Darlene Naponse has been the voice of First Nations people of Canada for more than two decades now. She has been a professor and taught students about their culture and traditions. She has worked with the Canadian government to understand their situation better and improve it. She is best known as the writer and director of a clutch of short films and feature films that showcase the problems and travails of the First Nations people. Her latest effort, Falls Around Her will be screened at TIFF 2018.
|About Darlene Naponse|
|Job||Writer, Director, Producer|
|Owns||Pine Needle Productions|
|Alumni||University of Victoria, Institute of American Indian, Alaska Native Culture|
|films||Cradlesong, Every Emotion Costs, She is Water, Falls Around Her|
The Toronto International Film Festival (TIFF) 2018 will be held in Toronto, Canada, from September 6 to September 16, 2018, and will showcase the work of some of the most talented and gifted women film directors in the world. One of the most respected of them is Darlene Naponse, whose film Falls Around Her will be screened at the festival.
People in Canada have already seen the work of this creative and progressive film director, but she is not as well-known in the wider world. However, TIFF 2018 could change all that. Here are a few details from Darlene Naponse’s wiki.
Naponse Is a member of First Nations
Naponse is a writer and director from Atikameksheng Anishnawbek in Northern Ontario, Canada. She is a member of the indigenous peoples in Canada who are collectively called First Nations.
Naponse was raised in her community and now works from her studio in Atikameksheng. She is also a video artist whose work has been much appreciated in Canada.
She Has Made Some of Canada’s Best Films
She is the owner of Pine Needle Productions, which is an award-winning boutique film, video, and audio recording production studio.
Using her limited resources Naponse has still managed to make some of the best films in Canada in recent times like Cradlesong, Visibility, Every Emotion Costs, and She is Water.
Her Latest Film, Falls Around Her Is about Seclusion
Her most recent work is called Falls Around Her, which is about a world-famous Anishinaabe musician (Tantoo Cardinal) who returns to the reserve to rest and recharge her spirit.
However, her fame and the outside world continues to invade her privacy and need for seclusion. Naponse has written and directed this haunting movie of resilience and the unbreakable human spirit set in a Northern First Nation town.
Naponse’s Films Have Been Screened in International Film Festivals
Naponse’s films have been screened in several national and international film festivals like the Sundance Film Festival and the American Indian Film Festivals in the 2000s and 2010s. Naponse has also made a number of short films and documentaries, as well.
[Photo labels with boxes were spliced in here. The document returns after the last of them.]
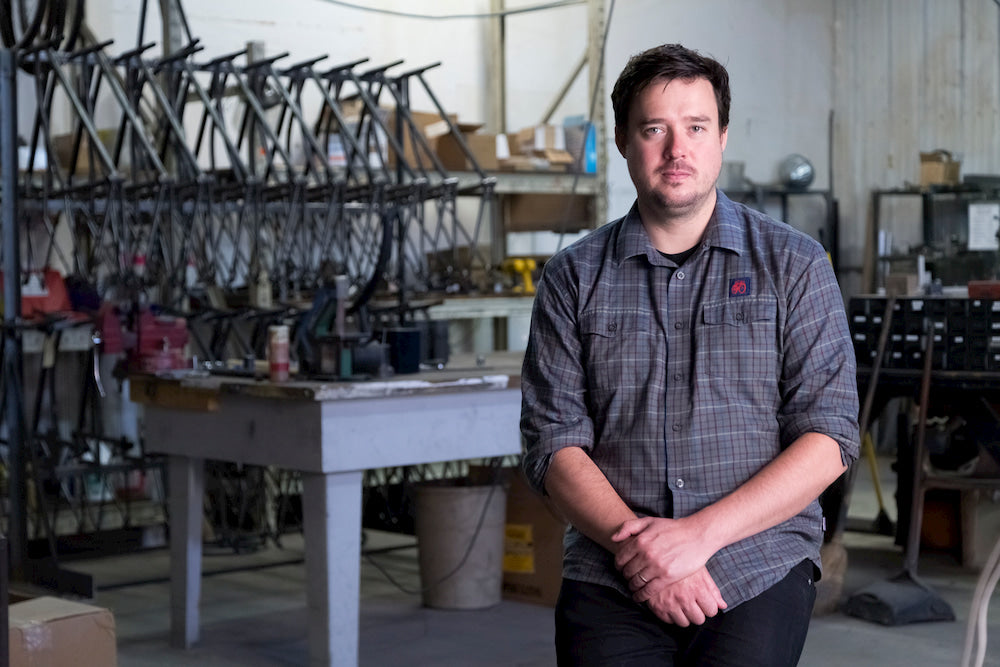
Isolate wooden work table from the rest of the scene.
[130,353,521,665]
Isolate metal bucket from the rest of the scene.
[414,480,507,609]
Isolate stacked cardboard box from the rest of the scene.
[7,596,118,667]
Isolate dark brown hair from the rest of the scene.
[611,44,730,130]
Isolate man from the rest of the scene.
[521,45,858,667]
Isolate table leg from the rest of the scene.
[168,456,205,648]
[302,471,362,666]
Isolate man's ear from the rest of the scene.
[615,125,628,160]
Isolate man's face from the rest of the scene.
[615,79,727,218]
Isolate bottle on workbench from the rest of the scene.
[267,324,290,382]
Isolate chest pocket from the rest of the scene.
[696,297,780,382]
[580,310,662,393]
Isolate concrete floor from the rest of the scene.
[62,460,1000,667]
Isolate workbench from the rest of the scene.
[131,353,521,665]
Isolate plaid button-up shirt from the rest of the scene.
[521,192,859,609]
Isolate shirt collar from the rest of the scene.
[616,189,747,263]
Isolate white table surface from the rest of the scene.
[133,353,521,665]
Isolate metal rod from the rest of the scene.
[0,49,28,578]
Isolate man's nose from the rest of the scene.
[663,130,687,160]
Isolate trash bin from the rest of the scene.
[414,479,507,609]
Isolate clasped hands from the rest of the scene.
[611,517,726,627]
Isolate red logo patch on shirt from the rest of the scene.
[729,276,750,297]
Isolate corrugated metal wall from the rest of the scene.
[833,0,1000,294]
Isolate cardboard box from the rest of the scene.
[386,111,458,169]
[7,596,118,667]
[503,470,566,607]
[920,150,962,187]
[515,125,566,155]
[50,128,117,176]
[434,125,500,171]
[503,194,596,232]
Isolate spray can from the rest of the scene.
[267,324,289,382]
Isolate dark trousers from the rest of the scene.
[556,561,816,667]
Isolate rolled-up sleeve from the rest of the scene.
[778,250,860,465]
[521,258,594,493]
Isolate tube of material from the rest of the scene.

She’s an Expert in First Nations Culture & History
Apart from making films Naponse also does consulting and community work in the field of First Nation governance and social structures.
She studies their protocols and way of life to gain and impart a better understanding of them. She has been doing this work since 2000. She is now considered an expert in her field.
Naponse Has Taught Canadian Native Literature
Between September 2015 to May 2016 Naponse worked as a professor at the University of Sudbury/Laurentian University and taught Canadian native literature, including novels and plays. She also taught her students about the perspectives and issues concerning indigenous women in Canada.
Before this, Naponse was a band councilor at Atikameksheng Anishnawbek where she worked on issues like governance, community development, and education.
She has also worked with government bodies to research and develop a Constitution for them. She has worked on this project for more than ten years.
She Has a Background in Creative Writing and Filmmaking
Naponse is a firm believer in education for all women, especially native women. She earned a First Nations Creative Writing Certificate from the En’owkin International School for Writing, University of Victoria. She then obtained a Bachelors of arts honors degree in English and film in 2001.
She continued her education by obtaining masters degrees in fine arts and creative writing (fiction) from the Institute of American Indian and Alaska Native Culture. She studied here from 2013 to 2015.
A Consummate Storyteller
Naponse is an independent artist who ensures that she retains the creative control in all her films. She works hard to protect the culture and traditions of First Nations people.
She has brought forth First Nations realities of the 21st century and also the problems of the environment. She has also worked with many First Nation communities all across Ontario and other parts of Canada.
As a consummate storyteller, Naponse uses words, films, and songs to give stark yet imaginative portraits of First Nations people and their way of life.
She’s an Intelligent & Sensitive Film Maker
Come September 6-16, and all eyes will be on Naponse as people watch her latest film Falls Around Her. It will be another opportunity for people (and for many the first) to watch a dynamic and highly sensitive film director tell another story that will linger in people’s minds long after the lights come on in the theater.
Despite her ease with people at work, Naponse is a bit reclusive in her personal life. She does not have much of a social media presence and prefers to keep a low profile. However, her work is sincere, passionate, and creative, and rings true every time.